Deleterious Variants in Intolerant Genes Reveal New Candidates for Self-Limited Delayed Puberty.

Abstract

Objective: Self-limited delayed puberty (SLDP) is the most common cause of delayed puberty and exhibits high heritability, although few causal genes have been identified. This study aims to identify potential candidate genes associated with SLDP.

Methods: Whole-exome sequencing was conducted in 71 children with SLDP, most of whom presented with short stature. Rare coding variants were prioritized through comprehensive bioinformatics analyses and classified as high-impact or moderate-impact based on predicted functional effects. Candidate genes were selected based on the absence of human phenotype data, recurrence within the cohort, intolerance to mutation, and prior identification in genome-wide association studies. Burden tests compared the frequency of rare high-impact variants in these candidate genes between SLDP patients and the gnomAD v2.0 control group. Gene-phenotype associations were further explored using UK Biobank data.

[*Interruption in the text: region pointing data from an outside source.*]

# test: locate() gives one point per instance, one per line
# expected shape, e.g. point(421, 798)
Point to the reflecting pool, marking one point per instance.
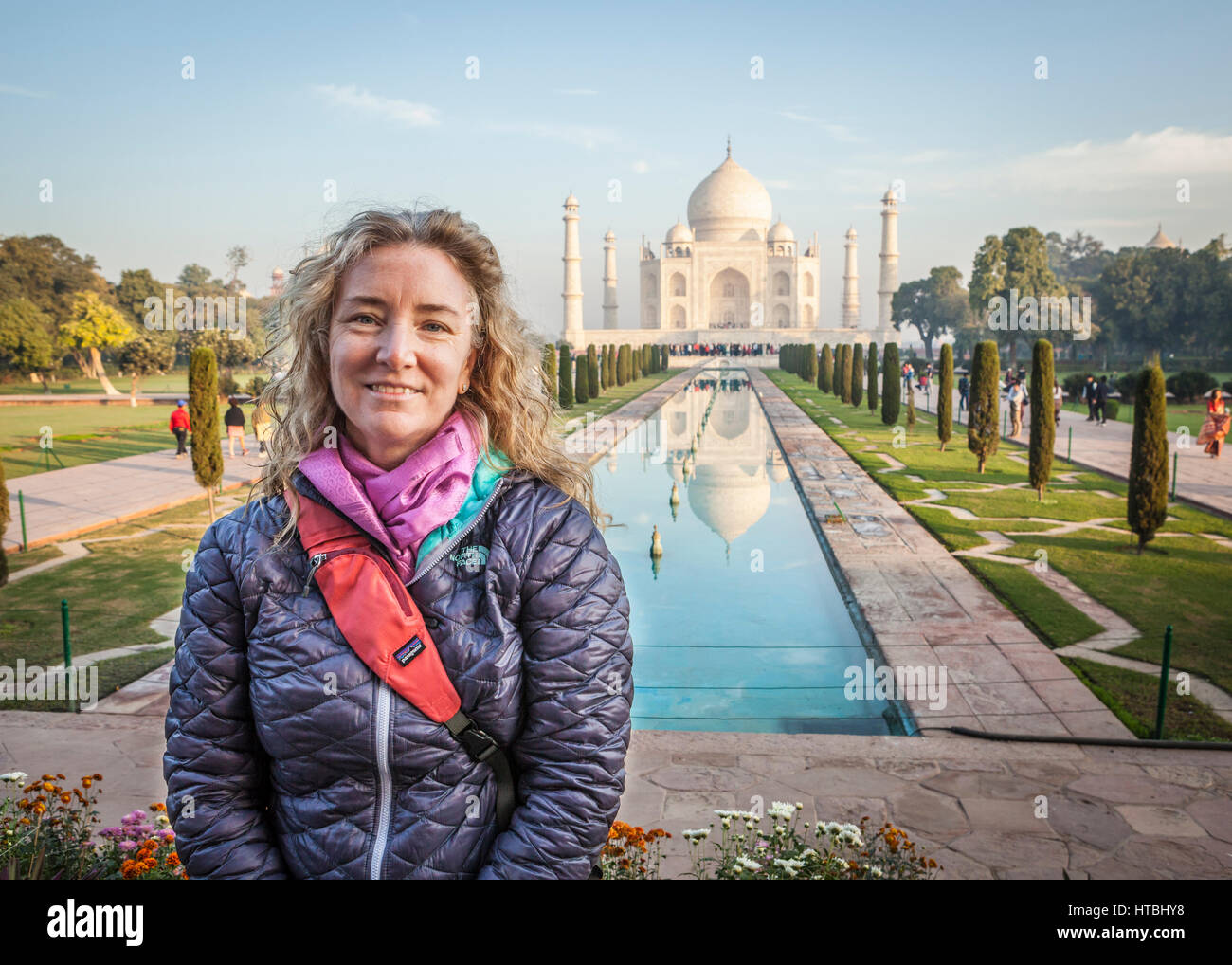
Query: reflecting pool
point(738, 625)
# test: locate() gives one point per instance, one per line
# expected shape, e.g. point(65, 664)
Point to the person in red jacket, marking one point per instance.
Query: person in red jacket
point(181, 428)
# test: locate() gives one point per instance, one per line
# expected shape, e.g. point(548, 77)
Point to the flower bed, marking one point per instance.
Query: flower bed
point(47, 834)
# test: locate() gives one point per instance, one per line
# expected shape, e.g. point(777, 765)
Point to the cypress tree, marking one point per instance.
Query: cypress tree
point(1147, 504)
point(873, 376)
point(208, 447)
point(582, 386)
point(1043, 428)
point(858, 373)
point(891, 386)
point(591, 373)
point(549, 369)
point(566, 392)
point(845, 376)
point(982, 429)
point(5, 514)
point(945, 399)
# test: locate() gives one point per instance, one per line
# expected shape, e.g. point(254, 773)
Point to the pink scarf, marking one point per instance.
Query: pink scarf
point(403, 505)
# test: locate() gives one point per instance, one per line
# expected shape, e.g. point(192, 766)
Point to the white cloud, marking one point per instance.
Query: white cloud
point(839, 132)
point(390, 109)
point(1154, 159)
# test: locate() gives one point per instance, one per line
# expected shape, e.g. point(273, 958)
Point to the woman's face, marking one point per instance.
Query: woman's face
point(402, 320)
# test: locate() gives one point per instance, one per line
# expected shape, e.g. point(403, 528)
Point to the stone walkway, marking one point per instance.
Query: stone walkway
point(65, 503)
point(919, 607)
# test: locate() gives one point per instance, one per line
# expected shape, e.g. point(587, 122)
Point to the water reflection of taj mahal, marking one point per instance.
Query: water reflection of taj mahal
point(727, 482)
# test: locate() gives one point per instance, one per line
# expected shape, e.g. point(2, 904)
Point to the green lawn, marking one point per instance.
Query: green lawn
point(610, 399)
point(1133, 698)
point(78, 385)
point(86, 432)
point(1169, 584)
point(1054, 619)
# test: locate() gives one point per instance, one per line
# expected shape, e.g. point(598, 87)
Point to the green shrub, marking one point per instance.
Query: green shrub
point(1043, 429)
point(1147, 503)
point(891, 386)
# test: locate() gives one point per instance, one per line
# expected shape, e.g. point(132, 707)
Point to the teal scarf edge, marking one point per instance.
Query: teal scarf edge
point(487, 471)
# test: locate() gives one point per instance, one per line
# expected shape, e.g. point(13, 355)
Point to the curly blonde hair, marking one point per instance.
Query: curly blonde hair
point(508, 399)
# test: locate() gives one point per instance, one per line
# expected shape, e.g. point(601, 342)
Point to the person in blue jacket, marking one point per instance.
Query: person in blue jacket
point(414, 408)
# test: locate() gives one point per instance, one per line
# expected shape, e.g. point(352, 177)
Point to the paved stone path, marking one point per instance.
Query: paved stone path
point(65, 503)
point(920, 607)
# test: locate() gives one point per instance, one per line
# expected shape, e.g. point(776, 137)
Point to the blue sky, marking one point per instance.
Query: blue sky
point(153, 171)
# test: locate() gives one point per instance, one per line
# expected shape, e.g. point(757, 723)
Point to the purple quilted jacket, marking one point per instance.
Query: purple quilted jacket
point(287, 756)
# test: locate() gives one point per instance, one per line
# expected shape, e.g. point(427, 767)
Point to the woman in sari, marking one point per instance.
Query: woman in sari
point(1216, 426)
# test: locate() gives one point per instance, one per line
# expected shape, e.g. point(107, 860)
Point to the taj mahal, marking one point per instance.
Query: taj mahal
point(730, 275)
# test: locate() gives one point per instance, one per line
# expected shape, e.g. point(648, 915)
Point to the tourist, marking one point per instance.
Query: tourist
point(471, 557)
point(234, 422)
point(1017, 401)
point(1215, 427)
point(1088, 395)
point(1101, 399)
point(262, 423)
point(180, 427)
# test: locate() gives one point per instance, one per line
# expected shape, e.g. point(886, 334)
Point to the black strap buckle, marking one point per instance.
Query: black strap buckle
point(479, 743)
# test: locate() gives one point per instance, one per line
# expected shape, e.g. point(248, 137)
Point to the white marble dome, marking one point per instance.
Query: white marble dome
point(780, 232)
point(679, 234)
point(730, 205)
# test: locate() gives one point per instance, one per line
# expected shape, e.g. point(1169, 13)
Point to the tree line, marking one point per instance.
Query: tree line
point(56, 306)
point(1144, 300)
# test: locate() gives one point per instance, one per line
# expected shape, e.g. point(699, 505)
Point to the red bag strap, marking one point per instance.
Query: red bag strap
point(374, 611)
point(381, 623)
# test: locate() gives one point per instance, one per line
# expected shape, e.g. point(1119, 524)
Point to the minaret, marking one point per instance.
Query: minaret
point(610, 280)
point(571, 259)
point(850, 284)
point(888, 258)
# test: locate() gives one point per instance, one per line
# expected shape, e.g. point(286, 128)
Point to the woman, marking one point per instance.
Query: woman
point(1215, 427)
point(234, 422)
point(413, 408)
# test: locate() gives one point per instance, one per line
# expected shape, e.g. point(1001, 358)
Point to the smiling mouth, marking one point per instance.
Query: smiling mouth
point(390, 392)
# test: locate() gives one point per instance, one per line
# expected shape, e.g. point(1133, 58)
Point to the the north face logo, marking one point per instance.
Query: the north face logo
point(471, 558)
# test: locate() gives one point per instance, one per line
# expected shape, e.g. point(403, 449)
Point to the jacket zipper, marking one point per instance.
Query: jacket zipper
point(385, 779)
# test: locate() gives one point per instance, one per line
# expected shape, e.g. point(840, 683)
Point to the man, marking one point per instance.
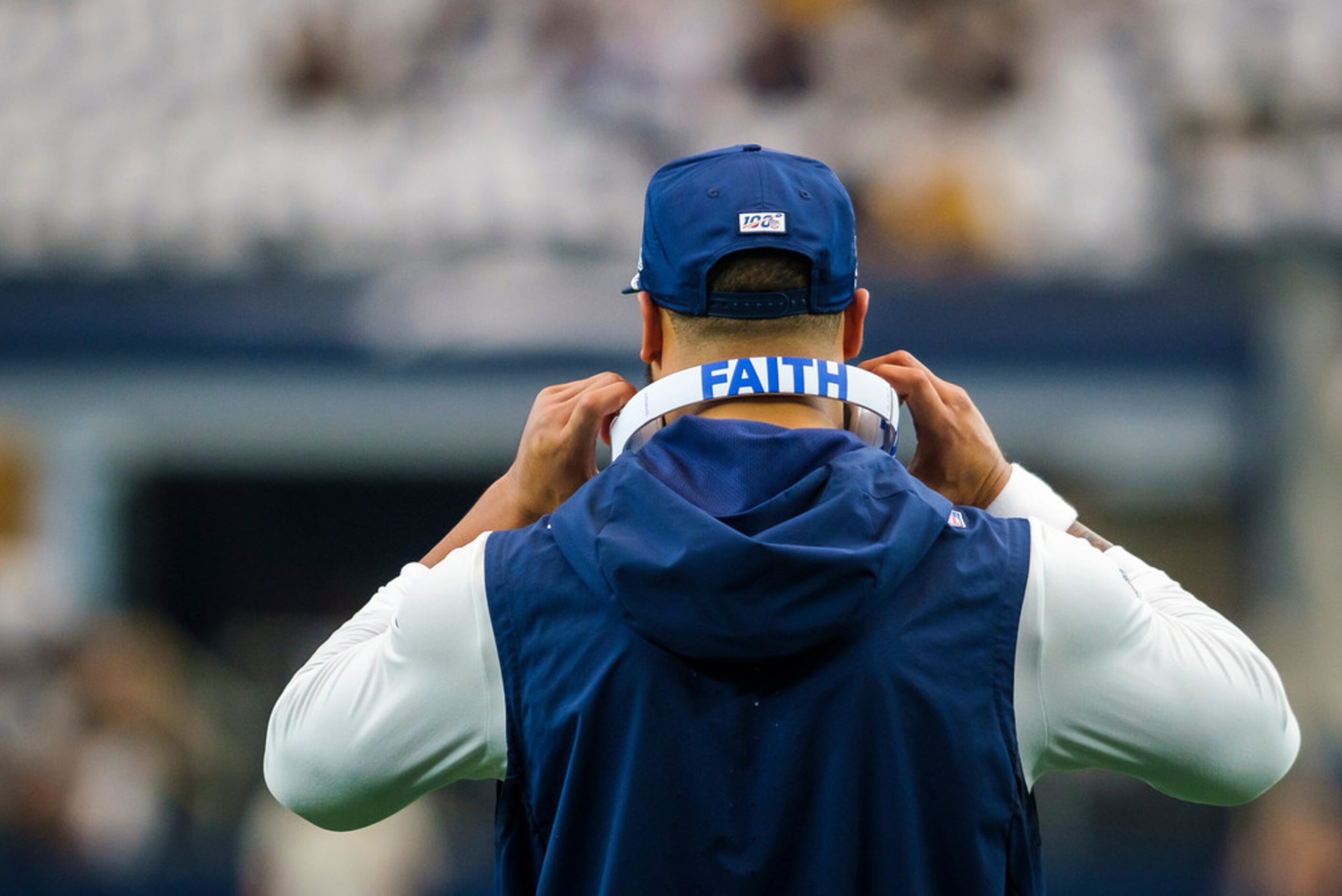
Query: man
point(757, 655)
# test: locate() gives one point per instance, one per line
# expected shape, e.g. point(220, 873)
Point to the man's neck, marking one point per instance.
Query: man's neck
point(800, 412)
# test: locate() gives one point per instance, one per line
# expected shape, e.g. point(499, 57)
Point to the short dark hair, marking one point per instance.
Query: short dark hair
point(764, 270)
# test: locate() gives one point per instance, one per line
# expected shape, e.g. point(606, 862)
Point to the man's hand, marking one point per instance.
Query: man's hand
point(556, 457)
point(559, 443)
point(957, 455)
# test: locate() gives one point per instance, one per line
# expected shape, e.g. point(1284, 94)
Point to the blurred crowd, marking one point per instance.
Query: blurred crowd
point(131, 757)
point(976, 135)
point(1015, 137)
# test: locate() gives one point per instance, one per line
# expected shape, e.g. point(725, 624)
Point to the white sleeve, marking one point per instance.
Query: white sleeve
point(1121, 668)
point(404, 698)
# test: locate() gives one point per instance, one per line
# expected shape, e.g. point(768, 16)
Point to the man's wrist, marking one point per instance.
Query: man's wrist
point(1028, 495)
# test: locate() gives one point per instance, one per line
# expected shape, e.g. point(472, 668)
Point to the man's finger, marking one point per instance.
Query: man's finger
point(914, 388)
point(594, 406)
point(566, 391)
point(949, 392)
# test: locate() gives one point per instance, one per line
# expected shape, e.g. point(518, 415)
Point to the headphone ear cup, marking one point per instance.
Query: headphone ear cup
point(873, 430)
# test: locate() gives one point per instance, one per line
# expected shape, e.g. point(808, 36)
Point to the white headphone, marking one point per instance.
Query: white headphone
point(875, 406)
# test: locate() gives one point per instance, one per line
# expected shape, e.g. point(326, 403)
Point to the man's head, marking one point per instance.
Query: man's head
point(748, 251)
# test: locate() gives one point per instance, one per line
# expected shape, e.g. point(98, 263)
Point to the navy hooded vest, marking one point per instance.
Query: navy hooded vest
point(759, 660)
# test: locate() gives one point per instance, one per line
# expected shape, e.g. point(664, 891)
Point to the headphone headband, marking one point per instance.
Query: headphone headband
point(878, 407)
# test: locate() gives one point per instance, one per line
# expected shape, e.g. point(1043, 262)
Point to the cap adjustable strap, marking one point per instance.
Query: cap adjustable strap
point(779, 376)
point(759, 305)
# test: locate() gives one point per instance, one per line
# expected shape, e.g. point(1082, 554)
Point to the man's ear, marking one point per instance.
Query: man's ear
point(854, 323)
point(651, 352)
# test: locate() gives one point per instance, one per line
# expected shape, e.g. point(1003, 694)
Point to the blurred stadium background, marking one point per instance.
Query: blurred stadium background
point(280, 280)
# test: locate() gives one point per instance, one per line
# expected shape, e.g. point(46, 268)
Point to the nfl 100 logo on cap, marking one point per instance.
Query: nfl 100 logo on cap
point(763, 223)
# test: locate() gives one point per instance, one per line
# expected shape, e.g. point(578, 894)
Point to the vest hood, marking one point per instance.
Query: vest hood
point(728, 540)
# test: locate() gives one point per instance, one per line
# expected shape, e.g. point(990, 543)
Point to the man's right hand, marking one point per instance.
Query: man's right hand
point(957, 455)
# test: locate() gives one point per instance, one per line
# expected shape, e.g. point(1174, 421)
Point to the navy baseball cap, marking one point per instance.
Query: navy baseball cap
point(705, 207)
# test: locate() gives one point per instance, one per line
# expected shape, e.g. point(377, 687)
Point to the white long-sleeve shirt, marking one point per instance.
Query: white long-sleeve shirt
point(1117, 667)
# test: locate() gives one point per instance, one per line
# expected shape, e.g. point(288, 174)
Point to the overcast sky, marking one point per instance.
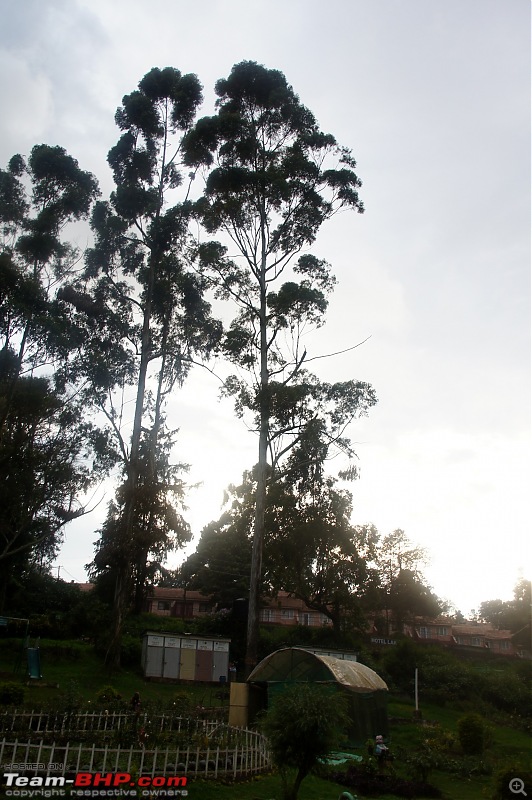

Results: Fourteen high-impact and seven moderate-impact variants were identified in 19 candidate genes, suggesting a potential role in SLDP. Variants in eight candidate genes (GPS1, INHBB, SP3, NAMPT, ARID3B, NASP, FNBP1, PRDM2) were significantly enriched in cases compared to controls in the burden test analysis. INHBB was additionally linked to delayed menarche in UK Biobank data. Furthermore, three pathogenic variants (CDK13, GDF5, ANRKD11) and six likely pathogenic variants (TYMP, DPF2, KMT2C, TP63, MC3R, GHSR) previously associated with growth or pubertal human disorders were identified.

Conclusion: These findings suggest that SLDP involves both monogenic and polygenic mechanisms, with novel candidate genes contributing to its genetic basis. The association of INHBB with pubertal timing underscores its potential role in SLDP pathophysiology.